Formation of giant iron oxide-copper-gold deposits by superimposed, episodic hydrothermal pulses

Abstract

The Candelaria iron oxide-copper-gold deposit in Chile was formed by superimposed, episodic hydrothermal pulses with contrasting composition and temperature, according to micro-textural and compositional variations in actinolite, a common alteration mineral.

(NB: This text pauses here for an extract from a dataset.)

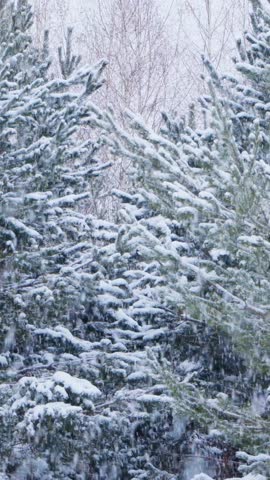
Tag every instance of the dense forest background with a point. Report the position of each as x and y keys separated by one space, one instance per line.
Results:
x=134 y=240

Iron oxide-copper-gold deposits are a globally important source of copper, gold and critical commodities. However, they possess a range of characteristics related to a variety of tectono-magmatic settings that make development of a general genetic model challenging. Here we investigate micro-textural and compositional variations in actinolite, to constrain the thermal evolution of the Candelaria iron oxide-copper-gold deposit in Chile. We identify at least two mineralization stages comprising an early 675-800 degrees C iron oxide-apatite type mineralization overprinted by a later copper-rich fluid at around 550-700 degrees C. We propose that these distinct stages were caused by episodic pulses of injection of magmatic-hydrothermal fluids from crystallizing magmas at depth. We suggest that the mineralisation stages we identify were the result of temperature gradients attributable to changes in the magmatic source, rather than variations in formation depth, and that actinolite chemistry can be used as a proxy for formation temperature in iron oxide-copper-gold systems.